Based on the above, the amount of the roll-over that does not exceed the untaxed plan cap amount for the financial year is included in the assessable income of a complying superannuation fund. However, it is specifically excluded from the definition of concessional contributions as one of the amounts mentioned in paragraph 291-25(2)(c) of the ITAA 1997. Therefore, that amount is not a concessional contribution for the purposes of section 291-20 of the ITAA 1997.

The amount of the roll-over (if any) that exceeds the untaxed plan cap amount is not included in the assessable income of a complying superannuation fund. That being the case, it fails paragraph 291-25(2)(b) of the ITAA 1997 and is not a concessional contribution for the purposes of subsection 291-25(2) of the ITAA 1997.

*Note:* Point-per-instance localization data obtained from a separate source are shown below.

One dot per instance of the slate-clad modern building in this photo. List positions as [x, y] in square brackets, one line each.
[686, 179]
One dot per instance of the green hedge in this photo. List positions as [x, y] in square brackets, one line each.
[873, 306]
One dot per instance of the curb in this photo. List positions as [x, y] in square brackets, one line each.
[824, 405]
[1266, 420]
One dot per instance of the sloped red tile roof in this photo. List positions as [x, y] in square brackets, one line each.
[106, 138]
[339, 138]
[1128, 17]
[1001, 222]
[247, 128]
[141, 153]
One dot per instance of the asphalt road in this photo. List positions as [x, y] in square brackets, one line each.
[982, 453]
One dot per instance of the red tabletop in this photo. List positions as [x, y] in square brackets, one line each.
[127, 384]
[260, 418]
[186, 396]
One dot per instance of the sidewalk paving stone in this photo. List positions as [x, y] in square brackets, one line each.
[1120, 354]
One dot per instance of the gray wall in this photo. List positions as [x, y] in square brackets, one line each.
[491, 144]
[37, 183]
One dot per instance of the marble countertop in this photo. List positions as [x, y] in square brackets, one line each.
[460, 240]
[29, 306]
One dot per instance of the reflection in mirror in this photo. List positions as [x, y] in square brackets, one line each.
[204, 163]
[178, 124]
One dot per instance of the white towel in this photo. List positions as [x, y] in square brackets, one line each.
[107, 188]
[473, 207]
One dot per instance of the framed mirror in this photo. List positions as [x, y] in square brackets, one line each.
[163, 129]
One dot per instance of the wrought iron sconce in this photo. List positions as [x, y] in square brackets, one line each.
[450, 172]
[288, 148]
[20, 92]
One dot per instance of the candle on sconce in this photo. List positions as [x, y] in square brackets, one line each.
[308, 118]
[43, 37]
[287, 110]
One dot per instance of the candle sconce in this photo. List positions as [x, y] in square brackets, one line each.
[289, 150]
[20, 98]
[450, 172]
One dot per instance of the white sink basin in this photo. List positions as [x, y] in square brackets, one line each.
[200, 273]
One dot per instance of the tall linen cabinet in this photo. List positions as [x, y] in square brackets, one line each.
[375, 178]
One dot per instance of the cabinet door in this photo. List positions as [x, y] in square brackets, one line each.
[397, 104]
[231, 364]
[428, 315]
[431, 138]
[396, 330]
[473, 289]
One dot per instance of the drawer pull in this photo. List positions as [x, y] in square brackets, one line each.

Based on all of the above, the amount rolled over from the DB Fund to your personal superannuation fund is not a concessional contribution and does not count towards your concessional contributions cap for the 2013-14 financial year.

Other relevant comments

We note that you may have notional taxed contributions in respect of your interest in the DB Fund for the financial year. In accordance with section 291-165 of the ITAA 1997, these notional taxed contributions, if any, are concessional contributions and may be taken into account for the purposes of your concessional contributions cap for the financial year.

If you require further information in regard to notional taxed contributions in respect of your interest in the DB Fund, please contact the DB Fund, as it is only DB Fund that can assist you in this matter.

Also, you mentioned in your request that you had been advised that the DB Fund is a constitutionally protected fund (CPF). Please be aware that CPFs are funds established by a State Act, or a specified provision of a State Act, mentioned in Schedule 4 the Income Tax Assessment Regulations 1997. As the DB Fund was established under Commonwealth Acts, it is not a fund established under a relevant State Act. The DB Fund is, therefore, not a CPF.